# catfishing with the girlfriend. late LL report



## SwineAssassiN (Jul 24, 2011)

We fished for 2 hours and had 2 limits of blues in the box. Also caught one channel and one white. Bait of choice was freshly caught perch that I cut up. We sure had a good time together. I think she's the one yall. She can bait a hook, unhook a fish, clean the fish, cook the fish, and the rub my back. I feel like im in heaven. Haha

Tight lines, Alex:texasflag


----------



## poco jim (Jun 28, 2010)

Congrats on both catches!


----------



## redduck (Jul 26, 2006)

some old man taught her good (daddy)


----------



## dpatel13 (Mar 25, 2014)

:cheers:


----------



## mycolcason (Jan 7, 2013)

Both catches are nice


----------



## Eat Sleep Fish (Apr 19, 2012)

Great job!
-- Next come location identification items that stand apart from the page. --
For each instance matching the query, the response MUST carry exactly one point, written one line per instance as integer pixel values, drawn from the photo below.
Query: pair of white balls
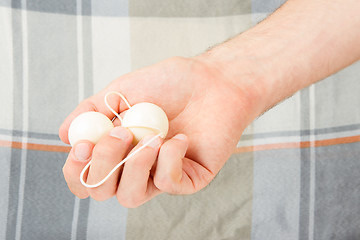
(141, 119)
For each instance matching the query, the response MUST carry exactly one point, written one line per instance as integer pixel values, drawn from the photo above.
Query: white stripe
(80, 61)
(79, 30)
(25, 119)
(75, 218)
(312, 161)
(296, 138)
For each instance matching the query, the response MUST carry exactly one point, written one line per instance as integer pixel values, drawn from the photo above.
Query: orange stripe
(318, 143)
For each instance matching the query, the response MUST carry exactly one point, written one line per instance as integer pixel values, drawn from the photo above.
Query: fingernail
(82, 151)
(155, 143)
(180, 137)
(120, 133)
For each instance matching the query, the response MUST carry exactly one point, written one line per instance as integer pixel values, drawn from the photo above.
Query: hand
(207, 113)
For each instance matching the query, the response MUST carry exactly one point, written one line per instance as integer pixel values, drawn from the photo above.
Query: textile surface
(294, 175)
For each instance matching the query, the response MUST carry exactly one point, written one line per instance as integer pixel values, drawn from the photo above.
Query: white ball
(146, 118)
(89, 126)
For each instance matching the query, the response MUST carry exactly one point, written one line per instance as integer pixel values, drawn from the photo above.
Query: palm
(198, 103)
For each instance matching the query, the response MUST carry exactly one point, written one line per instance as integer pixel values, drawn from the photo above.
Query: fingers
(136, 185)
(108, 152)
(176, 174)
(78, 157)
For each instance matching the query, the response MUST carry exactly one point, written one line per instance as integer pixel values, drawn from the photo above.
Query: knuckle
(165, 184)
(99, 195)
(128, 202)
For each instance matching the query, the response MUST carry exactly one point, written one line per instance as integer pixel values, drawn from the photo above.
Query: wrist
(246, 72)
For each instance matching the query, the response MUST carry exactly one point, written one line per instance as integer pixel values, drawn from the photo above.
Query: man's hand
(207, 114)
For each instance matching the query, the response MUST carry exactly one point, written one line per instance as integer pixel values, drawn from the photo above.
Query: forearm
(302, 42)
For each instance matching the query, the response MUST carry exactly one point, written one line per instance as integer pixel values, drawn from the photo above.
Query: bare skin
(210, 99)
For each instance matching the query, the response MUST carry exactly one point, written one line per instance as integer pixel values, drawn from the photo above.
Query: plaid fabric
(294, 175)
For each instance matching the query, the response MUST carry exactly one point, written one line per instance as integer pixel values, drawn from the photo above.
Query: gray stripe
(54, 6)
(110, 8)
(53, 64)
(265, 6)
(149, 8)
(89, 91)
(188, 8)
(87, 49)
(86, 5)
(337, 208)
(48, 205)
(83, 219)
(17, 123)
(307, 132)
(304, 167)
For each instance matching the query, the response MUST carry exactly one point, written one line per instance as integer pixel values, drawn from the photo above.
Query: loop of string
(126, 158)
(111, 109)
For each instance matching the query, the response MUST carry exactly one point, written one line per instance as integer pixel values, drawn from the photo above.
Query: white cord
(110, 108)
(116, 167)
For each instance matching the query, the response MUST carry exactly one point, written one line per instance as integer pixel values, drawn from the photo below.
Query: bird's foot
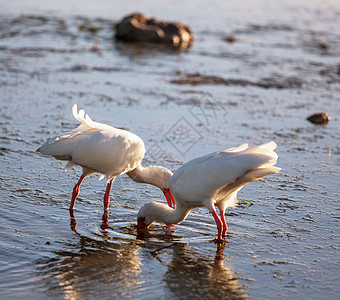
(220, 241)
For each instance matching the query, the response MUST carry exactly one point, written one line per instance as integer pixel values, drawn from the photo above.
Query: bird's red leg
(75, 192)
(107, 195)
(224, 223)
(218, 224)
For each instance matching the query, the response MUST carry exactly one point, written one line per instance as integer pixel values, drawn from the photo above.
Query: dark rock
(138, 28)
(319, 118)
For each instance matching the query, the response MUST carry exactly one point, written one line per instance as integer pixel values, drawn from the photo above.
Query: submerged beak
(141, 223)
(169, 198)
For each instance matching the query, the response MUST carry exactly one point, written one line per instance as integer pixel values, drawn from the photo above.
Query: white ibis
(209, 181)
(97, 147)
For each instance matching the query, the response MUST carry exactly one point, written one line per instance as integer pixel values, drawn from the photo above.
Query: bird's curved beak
(169, 198)
(141, 223)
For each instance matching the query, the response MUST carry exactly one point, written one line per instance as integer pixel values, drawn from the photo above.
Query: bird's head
(145, 216)
(150, 213)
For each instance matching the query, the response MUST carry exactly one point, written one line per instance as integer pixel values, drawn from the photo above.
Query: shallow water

Enjoy each other and fishing together that's awesome.


----------



## SwineAssassiN (Jul 24, 2011)

redduck said:


> some old man taught her good (daddy)


Actually she was raised by her grandma. Very good woman


----------



## snapperlicious (Aug 11, 2009)

Nice job! How's the new ride working out for you?


----------



## SwineAssassiN (Jul 24, 2011)

snapperlicious said:


> Nice job! How's the new ride working out for you?


It's working great. I love it


----------



## Ducktracker (Aug 1, 2011)

Great report and catches


----------



## Whitebassfisher (May 4, 2007)

A sincere congrats!


----------



## Law Dog (Jul 27, 2010)

Nice catch, congrats!


----------



## Rusty S (Apr 6, 2006)

I would just let her stand by the fish, that 2nd pic is almost as creepy as the guy that went selfie on himself , well not that creepy. rs


----------



## bueyescowboy (Apr 10, 2005)

where y'all night fishing the pics look like they where taken at night


----------



## hopn (Jul 5, 2012)

bueyescowboy said:


> where y'all night fishing the pics look like they where taken at night


Didn't even think night until you brought it up Ken. LOL!


----------



## jack collier (Aug 23, 2010)

*catfishing with the girlfriend*

And gorgeous too? Get her in the boat!!


----------



## SwineAssassiN (Jul 24, 2011)

bueyescowboy said:


> where y'all night fishing the pics look like they where taken at night


No we fished the last couple hours of daylight.


----------



## big D. (Apr 10, 2010)

Nice Fish!!!! Cant wait to be on the water this weekend!!!!

FYI - If yall were fishing the main lake, then you could have stayed out a little longer to catch a complete 2 Person Lake Livingston Catfish Limit of 100. Allot of people dont realize that the main lake allows 50 cats per person.

Check it out! http://www.tpwd.state.tx.us/fishboat/fish/action/fishregs2.php?water=0451

Beware of the different limits below the dam though!
http://www.tpwd.state.tx.us/fishboat/fish/action/fishregs2.php?water=1592


----------



## sotexhookset (Jun 4, 2011)

You've got one beautiful gf. Very nice.


----------



## hopn (Jul 5, 2012)

sotexhookset said:


> You've got one beautiful gf. Very nice.


Not only this, but she also fishes too. Diamond in the rough in my book. I just bought a new and very expensive Canon lens ($2200) to take portrait. If you guys need engagement portrait, let me know. ;-)


----------



## sotexhookset (Jun 4, 2011)

^^ Alllllllrighty then. :help: 

ahhhhhhhhsketchyinesschoo. Gazoonhite.

Excuse me. That was a sneeze.


----------



## hopn (Jul 5, 2012)

sotexhookset said:


> ^^ Alllllllrighty then. :help:
> 
> ahhhhhhhhsketchyinesschoo. Gazoonhite.
> 
> Excuse me. That was a sneeze.


LOL!!! Corrected. :biggrin:


----------



## K Man (Jun 21, 2012)

Great catch! You should be getting a ring for that finger my friend. I would look no further. They don't make to many like that anymore.


----------



## Keeper4560 (Jun 16, 2014)

Nothing like finding a woman who loves to fish. I know mine does! It's great!


----------